Kerr effect induced by exchange interaction of electrons separated by a tunnel barrier in a double quantum well

TL;DR

This paper presents a theoretical model explaining the Kerr effect induced by electron exchange in a double quantum well structure, supported by experimental data, and estimates the interwell electron exchange constant.

Contribution

The study develops a theoretical model of the spin Kerr effect considering interwell electron exchange, validated by experiments on CdTe quantum wells.

Findings

The model accurately describes experimental Kerr effect results.

Estimated interwell electron exchange constant as approximately 0.9×10^{-15} eV·cm^2.

Demonstrated electron exchange influences spin dynamics in coupled quantum wells.

Abstract

In a structure with two tunnel-coupled quantum wells of different widths, the spin dynamics resulting from resonant pulsed optical pumping of the narrow-well exciton includes the wide-well electron magnetization dynamics.
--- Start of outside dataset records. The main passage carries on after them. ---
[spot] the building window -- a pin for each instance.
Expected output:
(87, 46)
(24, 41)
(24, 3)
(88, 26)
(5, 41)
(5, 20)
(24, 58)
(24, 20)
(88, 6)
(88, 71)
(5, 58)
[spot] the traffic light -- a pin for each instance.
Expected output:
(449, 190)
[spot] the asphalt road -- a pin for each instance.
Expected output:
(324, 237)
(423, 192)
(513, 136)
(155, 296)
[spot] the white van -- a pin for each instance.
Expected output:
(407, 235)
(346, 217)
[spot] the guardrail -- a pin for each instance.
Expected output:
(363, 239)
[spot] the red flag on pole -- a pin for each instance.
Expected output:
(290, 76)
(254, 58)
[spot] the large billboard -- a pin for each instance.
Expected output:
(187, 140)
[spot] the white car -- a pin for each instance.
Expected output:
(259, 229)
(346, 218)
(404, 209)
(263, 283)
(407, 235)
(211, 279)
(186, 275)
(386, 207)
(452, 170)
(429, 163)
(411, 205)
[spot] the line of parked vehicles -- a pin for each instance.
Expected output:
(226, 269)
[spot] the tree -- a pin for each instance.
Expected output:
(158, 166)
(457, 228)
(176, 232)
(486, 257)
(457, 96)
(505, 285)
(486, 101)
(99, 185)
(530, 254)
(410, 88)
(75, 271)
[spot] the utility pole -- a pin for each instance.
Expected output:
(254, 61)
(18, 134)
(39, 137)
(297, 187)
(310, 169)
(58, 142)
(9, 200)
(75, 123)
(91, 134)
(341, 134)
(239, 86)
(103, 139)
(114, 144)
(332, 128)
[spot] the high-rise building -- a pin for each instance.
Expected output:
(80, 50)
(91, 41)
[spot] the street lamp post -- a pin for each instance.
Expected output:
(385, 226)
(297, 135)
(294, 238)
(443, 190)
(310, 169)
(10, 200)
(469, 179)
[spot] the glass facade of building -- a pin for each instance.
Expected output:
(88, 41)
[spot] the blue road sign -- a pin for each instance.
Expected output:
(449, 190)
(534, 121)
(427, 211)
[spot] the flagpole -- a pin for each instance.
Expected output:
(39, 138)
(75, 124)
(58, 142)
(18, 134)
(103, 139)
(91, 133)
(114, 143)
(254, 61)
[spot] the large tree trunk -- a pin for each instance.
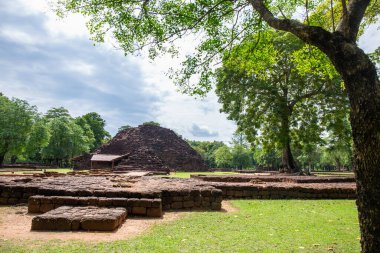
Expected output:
(288, 164)
(363, 89)
(1, 159)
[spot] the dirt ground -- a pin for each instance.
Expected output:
(15, 224)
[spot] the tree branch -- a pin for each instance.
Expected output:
(352, 16)
(314, 35)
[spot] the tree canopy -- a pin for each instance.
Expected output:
(274, 96)
(332, 26)
(16, 120)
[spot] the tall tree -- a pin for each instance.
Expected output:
(223, 157)
(223, 23)
(67, 139)
(16, 120)
(38, 139)
(281, 101)
(97, 126)
(207, 150)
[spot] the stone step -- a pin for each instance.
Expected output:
(138, 207)
(88, 218)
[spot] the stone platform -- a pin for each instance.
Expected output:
(137, 207)
(89, 218)
(175, 193)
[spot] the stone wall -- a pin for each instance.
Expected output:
(138, 207)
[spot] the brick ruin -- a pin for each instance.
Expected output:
(149, 196)
(148, 147)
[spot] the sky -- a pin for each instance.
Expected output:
(51, 62)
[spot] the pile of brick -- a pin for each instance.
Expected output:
(148, 147)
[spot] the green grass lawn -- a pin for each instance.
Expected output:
(258, 226)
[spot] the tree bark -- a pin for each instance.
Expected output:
(288, 164)
(363, 89)
(1, 159)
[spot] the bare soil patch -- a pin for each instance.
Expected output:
(15, 224)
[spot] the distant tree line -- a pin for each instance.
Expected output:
(51, 138)
(331, 153)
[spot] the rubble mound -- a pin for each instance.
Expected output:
(149, 147)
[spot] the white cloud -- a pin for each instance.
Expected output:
(80, 67)
(18, 36)
(72, 26)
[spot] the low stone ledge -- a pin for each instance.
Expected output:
(89, 218)
(139, 207)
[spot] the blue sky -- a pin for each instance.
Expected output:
(51, 62)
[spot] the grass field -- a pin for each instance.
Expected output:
(258, 226)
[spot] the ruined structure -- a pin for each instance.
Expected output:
(145, 147)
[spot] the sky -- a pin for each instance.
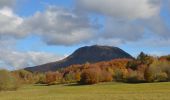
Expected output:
(35, 32)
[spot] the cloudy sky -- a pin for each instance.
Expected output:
(34, 32)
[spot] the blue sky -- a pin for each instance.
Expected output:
(39, 31)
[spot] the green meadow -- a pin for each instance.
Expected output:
(103, 91)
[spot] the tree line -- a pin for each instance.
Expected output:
(143, 69)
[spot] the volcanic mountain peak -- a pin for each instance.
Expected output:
(91, 54)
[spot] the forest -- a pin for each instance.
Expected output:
(143, 69)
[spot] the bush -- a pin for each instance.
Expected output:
(50, 78)
(118, 76)
(106, 76)
(69, 77)
(161, 77)
(7, 81)
(158, 71)
(90, 76)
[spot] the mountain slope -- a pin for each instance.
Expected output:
(91, 54)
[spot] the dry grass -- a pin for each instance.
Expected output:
(105, 91)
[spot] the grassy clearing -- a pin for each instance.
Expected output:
(105, 91)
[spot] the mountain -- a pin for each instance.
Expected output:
(91, 54)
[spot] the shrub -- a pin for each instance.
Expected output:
(118, 76)
(7, 81)
(161, 77)
(90, 76)
(158, 71)
(106, 76)
(50, 78)
(69, 77)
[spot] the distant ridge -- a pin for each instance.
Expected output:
(91, 54)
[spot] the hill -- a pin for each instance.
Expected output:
(91, 54)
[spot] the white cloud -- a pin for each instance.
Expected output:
(126, 9)
(17, 60)
(60, 26)
(7, 3)
(11, 24)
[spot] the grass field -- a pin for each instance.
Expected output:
(104, 91)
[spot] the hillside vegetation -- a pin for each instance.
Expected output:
(104, 91)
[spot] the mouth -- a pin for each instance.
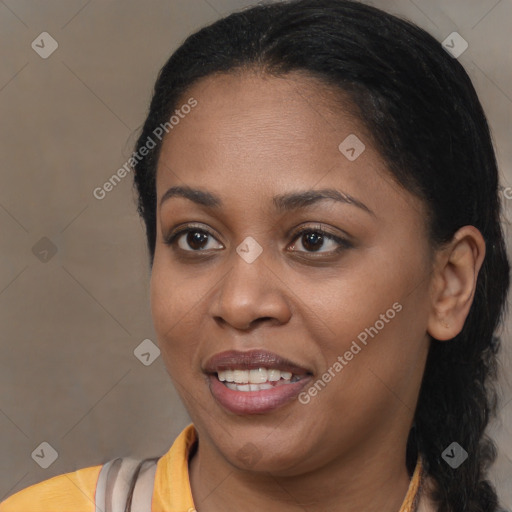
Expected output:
(254, 382)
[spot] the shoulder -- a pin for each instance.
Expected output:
(70, 491)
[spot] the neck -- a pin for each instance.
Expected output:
(373, 481)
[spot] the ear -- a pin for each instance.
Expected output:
(454, 282)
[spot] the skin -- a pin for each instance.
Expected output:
(252, 137)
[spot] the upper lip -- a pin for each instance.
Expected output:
(251, 360)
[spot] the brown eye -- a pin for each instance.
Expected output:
(319, 241)
(193, 240)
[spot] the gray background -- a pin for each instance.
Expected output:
(69, 325)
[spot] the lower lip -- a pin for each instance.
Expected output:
(255, 402)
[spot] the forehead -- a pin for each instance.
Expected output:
(248, 126)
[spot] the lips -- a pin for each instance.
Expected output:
(255, 381)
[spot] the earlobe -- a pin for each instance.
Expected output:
(454, 282)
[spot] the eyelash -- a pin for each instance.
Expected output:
(343, 243)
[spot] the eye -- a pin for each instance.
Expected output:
(318, 240)
(193, 239)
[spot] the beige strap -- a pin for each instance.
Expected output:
(115, 483)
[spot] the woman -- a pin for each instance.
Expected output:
(320, 196)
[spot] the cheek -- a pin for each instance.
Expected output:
(177, 306)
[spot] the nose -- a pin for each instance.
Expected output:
(250, 294)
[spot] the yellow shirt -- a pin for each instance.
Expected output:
(74, 492)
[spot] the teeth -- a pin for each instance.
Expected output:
(248, 387)
(258, 376)
(241, 376)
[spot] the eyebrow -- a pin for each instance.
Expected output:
(283, 202)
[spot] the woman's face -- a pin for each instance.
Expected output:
(306, 271)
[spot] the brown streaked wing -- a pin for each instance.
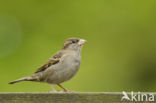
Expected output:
(52, 61)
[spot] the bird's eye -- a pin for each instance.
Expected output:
(73, 41)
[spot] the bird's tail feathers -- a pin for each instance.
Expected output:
(29, 78)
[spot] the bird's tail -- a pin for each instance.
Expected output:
(29, 78)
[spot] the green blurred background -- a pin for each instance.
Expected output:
(120, 53)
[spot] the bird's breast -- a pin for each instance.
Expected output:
(65, 69)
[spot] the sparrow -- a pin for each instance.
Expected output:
(61, 67)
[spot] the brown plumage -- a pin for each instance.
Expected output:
(60, 67)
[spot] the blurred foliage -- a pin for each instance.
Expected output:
(120, 53)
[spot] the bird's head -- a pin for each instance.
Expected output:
(73, 44)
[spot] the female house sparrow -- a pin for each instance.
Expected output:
(60, 67)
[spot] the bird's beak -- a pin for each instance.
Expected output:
(81, 42)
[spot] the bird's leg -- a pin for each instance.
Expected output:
(64, 89)
(53, 89)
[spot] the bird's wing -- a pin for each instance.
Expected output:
(52, 61)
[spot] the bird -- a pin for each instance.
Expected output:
(61, 67)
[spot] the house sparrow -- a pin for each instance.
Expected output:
(60, 67)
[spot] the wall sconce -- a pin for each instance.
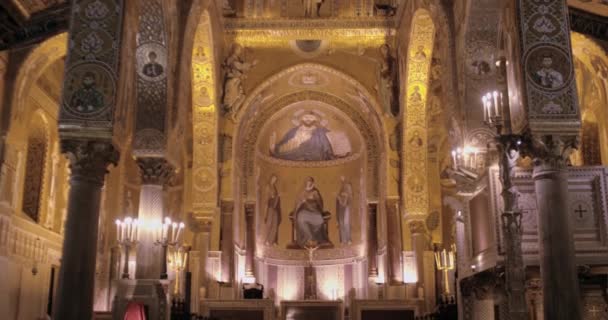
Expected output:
(467, 160)
(410, 271)
(248, 280)
(380, 283)
(166, 234)
(445, 263)
(127, 235)
(36, 256)
(179, 259)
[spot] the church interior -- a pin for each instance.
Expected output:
(304, 159)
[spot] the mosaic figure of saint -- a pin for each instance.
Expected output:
(87, 98)
(273, 212)
(344, 202)
(309, 141)
(153, 69)
(308, 213)
(309, 7)
(387, 73)
(416, 97)
(420, 55)
(547, 76)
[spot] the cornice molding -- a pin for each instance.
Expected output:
(588, 23)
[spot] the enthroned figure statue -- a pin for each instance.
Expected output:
(310, 221)
(273, 212)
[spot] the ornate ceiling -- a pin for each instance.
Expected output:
(598, 7)
(27, 8)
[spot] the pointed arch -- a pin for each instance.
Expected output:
(591, 70)
(36, 63)
(36, 159)
(204, 119)
(415, 136)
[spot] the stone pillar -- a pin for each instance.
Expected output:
(534, 299)
(227, 242)
(202, 229)
(393, 228)
(478, 293)
(420, 241)
(88, 163)
(155, 172)
(561, 295)
(372, 238)
(250, 236)
(203, 244)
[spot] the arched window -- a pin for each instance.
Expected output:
(590, 144)
(37, 146)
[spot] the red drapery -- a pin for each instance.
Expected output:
(135, 311)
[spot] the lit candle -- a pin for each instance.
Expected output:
(496, 102)
(181, 226)
(117, 229)
(485, 108)
(128, 226)
(173, 233)
(123, 231)
(135, 229)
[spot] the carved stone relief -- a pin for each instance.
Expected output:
(414, 143)
(204, 119)
(550, 90)
(92, 65)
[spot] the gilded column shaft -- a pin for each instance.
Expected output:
(88, 163)
(561, 295)
(155, 172)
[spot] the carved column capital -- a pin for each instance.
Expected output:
(89, 159)
(417, 227)
(551, 150)
(198, 224)
(155, 170)
(483, 285)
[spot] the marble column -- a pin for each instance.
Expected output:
(155, 172)
(561, 295)
(88, 162)
(201, 226)
(203, 244)
(227, 242)
(393, 229)
(372, 238)
(420, 241)
(250, 236)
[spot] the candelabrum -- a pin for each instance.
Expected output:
(127, 234)
(166, 234)
(179, 261)
(445, 262)
(380, 284)
(497, 117)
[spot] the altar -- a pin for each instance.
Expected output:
(246, 309)
(385, 309)
(312, 309)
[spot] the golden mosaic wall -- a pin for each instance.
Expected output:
(414, 143)
(204, 121)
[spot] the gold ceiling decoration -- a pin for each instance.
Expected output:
(29, 7)
(599, 7)
(415, 138)
(278, 33)
(204, 120)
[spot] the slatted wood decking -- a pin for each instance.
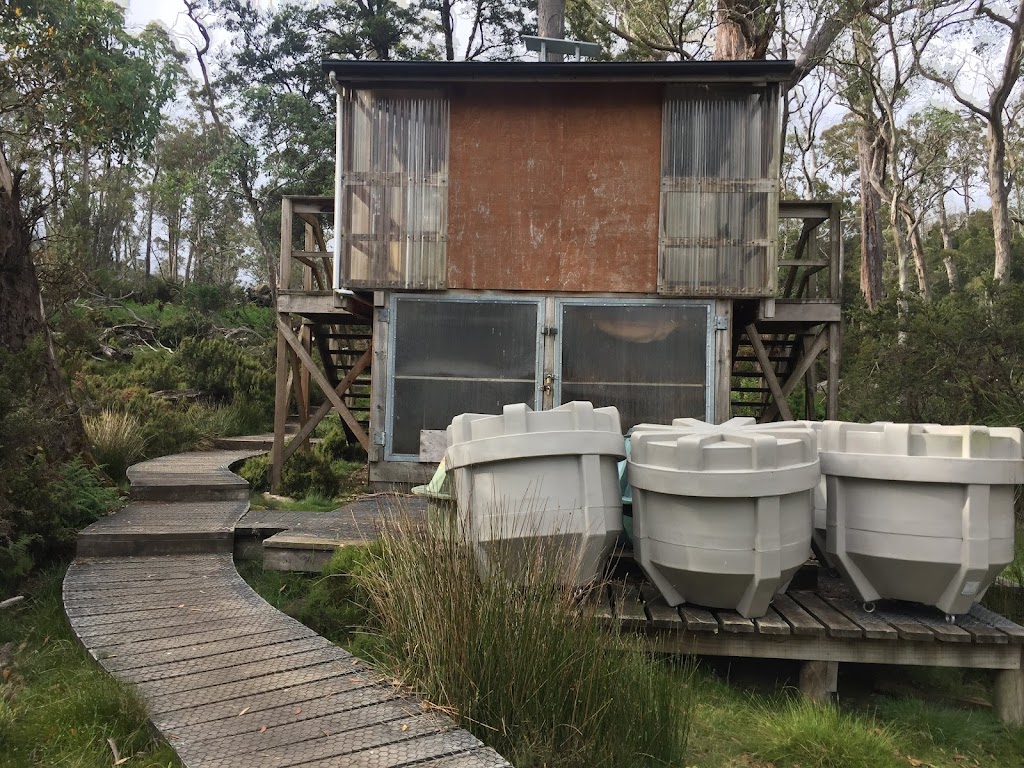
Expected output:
(229, 680)
(825, 627)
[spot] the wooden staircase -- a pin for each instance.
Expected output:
(776, 342)
(751, 393)
(342, 344)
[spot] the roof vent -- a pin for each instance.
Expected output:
(546, 45)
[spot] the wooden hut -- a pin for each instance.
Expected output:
(544, 232)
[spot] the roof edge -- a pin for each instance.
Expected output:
(371, 74)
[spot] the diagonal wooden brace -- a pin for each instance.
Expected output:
(778, 397)
(322, 381)
(325, 409)
(805, 361)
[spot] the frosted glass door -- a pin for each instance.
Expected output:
(649, 359)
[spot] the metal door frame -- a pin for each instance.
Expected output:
(710, 347)
(396, 298)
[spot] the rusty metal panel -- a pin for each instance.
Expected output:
(720, 157)
(554, 187)
(394, 200)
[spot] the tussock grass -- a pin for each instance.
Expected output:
(57, 706)
(117, 440)
(523, 666)
(815, 735)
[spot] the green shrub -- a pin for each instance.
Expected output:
(306, 472)
(523, 667)
(337, 604)
(177, 329)
(168, 429)
(237, 418)
(206, 297)
(226, 372)
(116, 439)
(57, 706)
(48, 505)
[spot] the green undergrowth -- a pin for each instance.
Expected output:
(309, 503)
(57, 706)
(332, 603)
(734, 726)
(518, 657)
(484, 666)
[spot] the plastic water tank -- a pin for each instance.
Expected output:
(539, 484)
(921, 512)
(722, 514)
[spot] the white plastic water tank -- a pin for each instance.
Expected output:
(722, 514)
(921, 512)
(539, 484)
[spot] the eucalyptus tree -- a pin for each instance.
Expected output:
(982, 77)
(491, 29)
(71, 77)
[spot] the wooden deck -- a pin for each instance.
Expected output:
(825, 627)
(229, 680)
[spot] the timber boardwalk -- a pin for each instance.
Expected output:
(230, 681)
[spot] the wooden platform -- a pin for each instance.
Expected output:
(825, 627)
(230, 681)
(306, 541)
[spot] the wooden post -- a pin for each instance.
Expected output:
(835, 353)
(1010, 694)
(818, 680)
(805, 361)
(810, 386)
(281, 384)
(280, 413)
(305, 333)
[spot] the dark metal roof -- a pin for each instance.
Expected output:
(403, 74)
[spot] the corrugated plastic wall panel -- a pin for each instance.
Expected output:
(719, 215)
(395, 189)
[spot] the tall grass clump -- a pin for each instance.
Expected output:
(57, 706)
(814, 735)
(521, 664)
(117, 440)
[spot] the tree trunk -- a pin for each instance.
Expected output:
(551, 22)
(1000, 205)
(902, 263)
(870, 224)
(148, 221)
(448, 28)
(918, 249)
(23, 322)
(947, 245)
(743, 29)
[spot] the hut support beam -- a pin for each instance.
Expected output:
(325, 409)
(286, 333)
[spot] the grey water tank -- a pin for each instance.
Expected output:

Our analysis shows that the effect is driven by electron exchange between narrow-well excitons and spin-polarized electrons in the wide well. A theoretical model of the spin Kerr effect has been developed accounting for the interwell electron spin exchange. In the studied double-well structure with CdTe and Cd$_{0.98}$Mn$_{0.02}$Te quantum wells and a well-separating barrier thickness of 5 monolayers (1.6 nm), the model accurately describes the experimental results and allows us to estimate the interwell electron exchange constant as $\delta_{e} \approx 0.9\times10^{-15}~\textrm{eV}~\textrm{cm}^{2}$.